Giordano Giulivi’s The Laplace’s Demon is a standout arthouse film centered around a group of scientists trapped inside an island mansion. With only their wits, the group is flung into participating in a deadly experiment overseen by the mansion’s mysterious and sadistic owner. He has ensured that they are at every disadvantage.

The film in itself is very clever with its imagery and atmosphere, yet it struggles in regards to its cast and characters.

The main achievement of The Laplace’s Demon is that it manages to create frightening scenes without having to rely on fake blood, dead bodies or copious amounts of jump scares. In fact, not a single drop of blood is shown on camera, and yet there is absolutely no sacrifice to the shock value or intensity of the film.

Giulivi achieves this impressive feat through a masterful union of cinematography, powerful and fitting music (composed by Duccio Giulivi), and clever mis-en-scene. These aspects ensure that the atmosphere of the film is intense and vivid — using the gothic-themed house and contrasting black and white visuals to allow for the gloomy and powerful surroundings to drag the viewer into the horrific situation the characters find themselves in.

Giulivi also uses the model of the house (used to predict the character’s movements) as a tool to provide additional suspense. For example (no spoilers), there’s an extremely impactful device that involves the model and chess pieces synchronizing to depict the chase scenes. This is not only highly innovative, but it also provides mystery and uncertainty to the scene — placing the viewer in a solid state of suspension which any typical run-chase scene would fail to do.

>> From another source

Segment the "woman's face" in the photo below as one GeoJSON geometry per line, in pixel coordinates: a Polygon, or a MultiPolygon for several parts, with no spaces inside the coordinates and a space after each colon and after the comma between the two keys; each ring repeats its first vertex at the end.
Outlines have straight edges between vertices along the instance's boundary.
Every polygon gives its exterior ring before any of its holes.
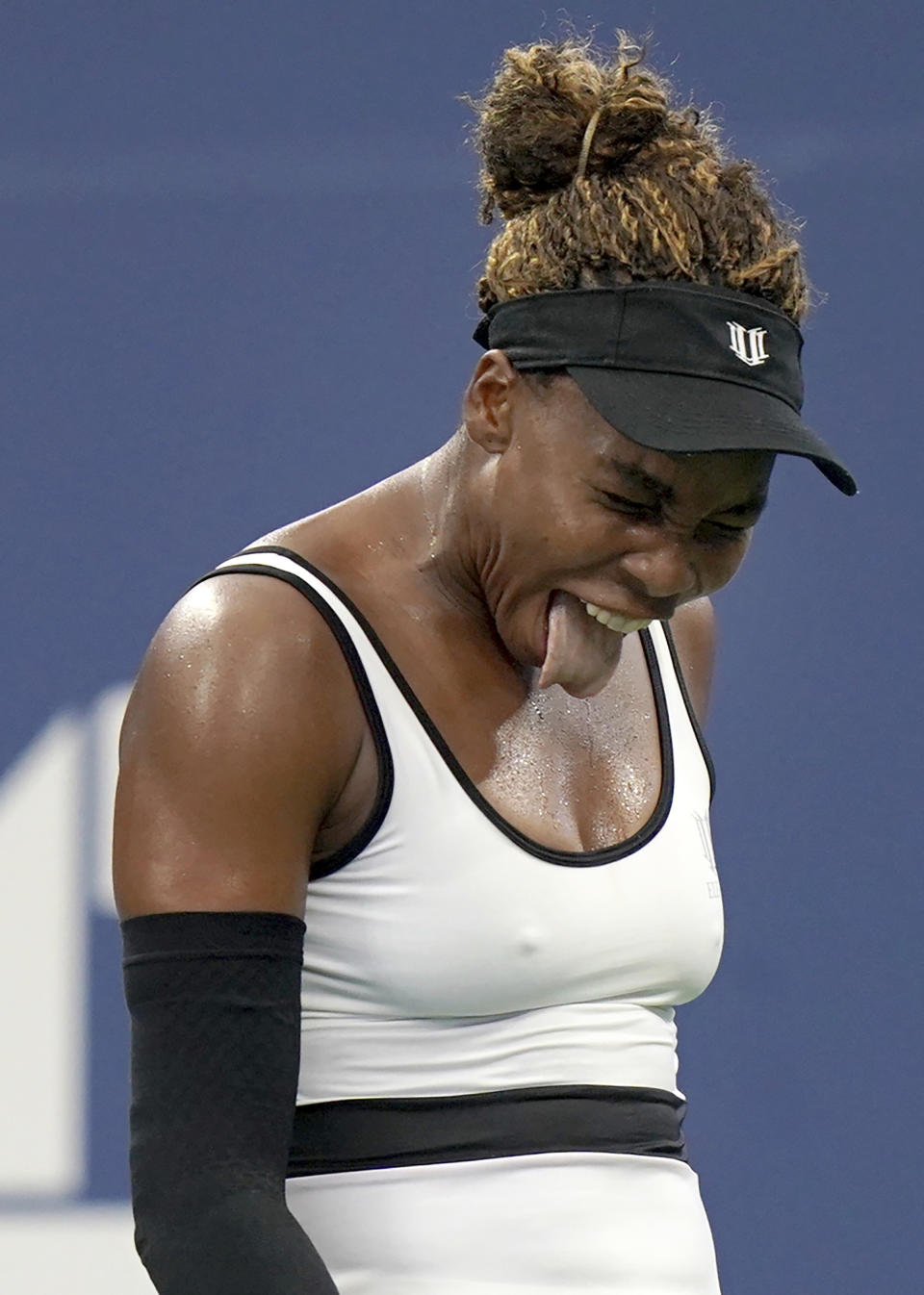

Unfortunately, the main blemish of the film is in relation to its cast. The characters themselves, with the exception of the beginning of the film, are distinguishable via their contrasting personalities. Yet, it’s difficult to relate to or care for them past default human sympathy for their situation.

There is a similar issue with the villain. Although learning his identity at the end added more to the story, the ‘twist ending’ remained weak, and the villain is unable to break through his blandness and become terrifying or disturbing. Instead, he remains slightly confusing and obtuse, since the audience wasn’t given a chance to dive into his character and motives.

Despite its shallow characters and flat villain, however, The Laplace’s Demon is overall quite an achievement. It’s a visually impressive and complex film that could raise from 3 to a 4.5 out of 5, if only it had more substance.

The Laplace’Demon will be available on iTunes USA/Canada and Amazon Prime Video USA beginning February 22nd.


Editor’s Note: The film is named of a theory of determinism that states if someone (referred to as the demon) knows the precise location and momentum of every atom in the Universe, their past and future values for any given time can be accurately calculated from the laws of classical mechanics. Thus, The Laplace’s Demon is a very cerebral film that balances a heavy dose of suspense and atmosphere with deep philosophical questions about the nature of free will. Shot entirely in black and white, it echoes classic horror films from Hammer and Hitchcock in both style and tone. It’s in Italian with subtitles, so it requires a bit of patience. But it’s remarkable in its innovative approach to visuals and storytelling. While certainly not for everyone, it’s one of the more impressive films I’ve seen in a while and definitely deserves an audience.